Il P2P, la sentenza e il finto revisionismo

Due ragazzi nel 1999 crearono un server FTP per lo scambio di musica. A suo tempo i due furono condannati per aver tratto lucro dall'attività, ma la cosa è stata smentita e la sentenza ribaltata. A distanza di anni l'appello diventa occasione di dibattito
Due ragazzi nel 1999 crearono un server FTP per lo scambio di musica. A suo tempo i due furono condannati per aver tratto lucro dall'attività, ma la cosa è stata smentita e la sentenza ribaltata. A distanza di anni l'appello diventa occasione di dibattito

La normativa cambia nella forma, ma la sostanza è rimasta invariata nel tempo. Per questo motivo una nuova sentenza suggerisce una nuova impostazione interpretativa per un caso avvenuto nel passato cambiando ancora una volta le carte in tavola nel mondo del file-sharing. I media ci mettono poi del proprio e urlano alla rivoluzione per quella che invece è solo una piccola revisione di una decisione fino a pochi giorni fa agli archivi. La sentenza è la 149/2007 della III sezione penale della Corte di Cassazione con la quale viene accolto il ricorso di Eugenio R. e di Claudio F., due giovani già condannati per aver «duplicato abusivamente opere cinematografiche».

I due giovani, in pratica, avevano creato un server FTP su un computer del Politecnico di Torino con cui condividere vari file con altri utenti. Correva l’anno 1999. Il processo aveva sentenziato la loro colpevolezza condannandoli a 100 giorni di reclusione l’uno ed a 20 giorni l’altro, più una piccola pena economica accessoria per entrambi. La sentenza odierna cancella la condanna per un semplice motivo: la legge parla di lucro e per i due ragazzi di lucro non ce n’è stato.

Due commenti sul caso lasciano il segno connotando quelle che sono le sensazioni emergenti in queste ore. Da una parte v’è l’on. Maroni, già in tempi non sospetti schierato in un senso preciso, il quale affida le proprie parole al Corriere della Sera: «è una sentenza rivoluzionaria: stabilisce il principio che la musica è di tutti. D’ora in poi scaricarla dal Web non potrà più essere considerato illegale».

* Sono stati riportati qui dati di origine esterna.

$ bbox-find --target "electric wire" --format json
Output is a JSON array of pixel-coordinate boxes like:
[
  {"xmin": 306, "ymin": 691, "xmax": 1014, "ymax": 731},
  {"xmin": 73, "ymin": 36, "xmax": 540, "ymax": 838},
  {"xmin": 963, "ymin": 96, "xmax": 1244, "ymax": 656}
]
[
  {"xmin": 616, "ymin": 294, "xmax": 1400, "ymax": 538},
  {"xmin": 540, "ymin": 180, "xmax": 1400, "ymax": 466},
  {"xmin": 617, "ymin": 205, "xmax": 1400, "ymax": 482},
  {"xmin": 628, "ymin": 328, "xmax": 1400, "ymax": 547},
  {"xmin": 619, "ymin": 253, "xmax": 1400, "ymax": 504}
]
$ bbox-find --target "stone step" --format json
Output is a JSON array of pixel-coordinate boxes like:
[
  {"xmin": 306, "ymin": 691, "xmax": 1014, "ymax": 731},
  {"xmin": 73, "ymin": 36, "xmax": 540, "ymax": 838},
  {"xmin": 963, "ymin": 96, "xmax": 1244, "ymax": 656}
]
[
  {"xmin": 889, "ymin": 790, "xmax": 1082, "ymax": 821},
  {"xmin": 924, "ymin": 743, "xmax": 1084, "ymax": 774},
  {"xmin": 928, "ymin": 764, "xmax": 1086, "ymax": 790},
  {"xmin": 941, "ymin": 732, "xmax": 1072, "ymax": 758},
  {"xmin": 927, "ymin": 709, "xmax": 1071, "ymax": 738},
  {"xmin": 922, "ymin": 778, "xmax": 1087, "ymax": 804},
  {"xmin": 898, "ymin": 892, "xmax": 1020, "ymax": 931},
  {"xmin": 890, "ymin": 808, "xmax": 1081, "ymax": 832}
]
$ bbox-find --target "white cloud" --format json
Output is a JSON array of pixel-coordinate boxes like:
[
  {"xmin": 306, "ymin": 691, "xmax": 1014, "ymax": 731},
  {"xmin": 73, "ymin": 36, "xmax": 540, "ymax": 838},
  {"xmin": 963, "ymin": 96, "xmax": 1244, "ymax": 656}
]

Parallela e contraria l’opinione di Giorgio Assumma, Presidente SIAE: «il disposto della Corte di Cassazione lascia molto perplessi perchè si pone in contrasto con i principi del nostro sistema giuridico ormai acclarati dalla corrente giurisprudenza. Infatti la Cassazione in primo luogo ritiene che uno scambio di opere dell’ingegno tra un numero di fruitori attuato con un mezzo di facile e agevole divulgazione qual è internet configuri un uso personale. L’uso personale, in base alla vigente legge, è l’unica forma di sfruttamento delle opere consentite senza bisogno della preventiva autorizzazione dell’autore o comunque del titolare del diritto. Ma è proprio l’ampiezza della cerchia di persone a cui è stata data, nel caso esaminato dalla Cassazione, la possibilità di accedere alle opere scaricate che fa venir meno l’ambito personale trasformandolo in ambito pubblico».

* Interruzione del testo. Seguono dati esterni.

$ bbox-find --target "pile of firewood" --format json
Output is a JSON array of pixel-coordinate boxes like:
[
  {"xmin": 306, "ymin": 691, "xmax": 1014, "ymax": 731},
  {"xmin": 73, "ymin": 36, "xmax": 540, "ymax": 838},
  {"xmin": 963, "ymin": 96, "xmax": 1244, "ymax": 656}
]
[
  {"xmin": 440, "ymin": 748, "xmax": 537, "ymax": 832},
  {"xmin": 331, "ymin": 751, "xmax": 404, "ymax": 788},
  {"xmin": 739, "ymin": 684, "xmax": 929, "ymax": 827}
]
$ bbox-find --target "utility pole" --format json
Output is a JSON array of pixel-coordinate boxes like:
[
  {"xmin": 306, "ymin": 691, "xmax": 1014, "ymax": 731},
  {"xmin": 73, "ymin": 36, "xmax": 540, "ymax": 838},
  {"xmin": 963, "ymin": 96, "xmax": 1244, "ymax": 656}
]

Assumma critica il punto di vista relativo allo “scopo di lucro”, evidenziando nel risparmio ottenuto dallo scambio un evidente vantaggio economico. L’appello è quindi rivolto al legislatore, affinchè risolva la situazione a monte evitando che sia la giurisprudenza ad avere l’ultima parola sul caso.

I media (innumerevoli gli articoli sulla vicenda) sembrano aver dato spazio più alle speculazioni sul caso che non ai fatti in sè. L’attuale panorama legislativo è molto più definito e particolarizzato rispetto al momento a cui risalgono i fatti, ma inevitabilmente il polverone mediatico sollevatosi porterà importanti ripercussioni sul settore rinvigorendo il braccio di ferro tra major e downloader. Tutto ciò, se non altro, perchè alcuni titoli ed un certo sensazionalismo hanno donato ai fatti un impatto comunicativo del tutto particolare e non privo di distorsioni interpretative.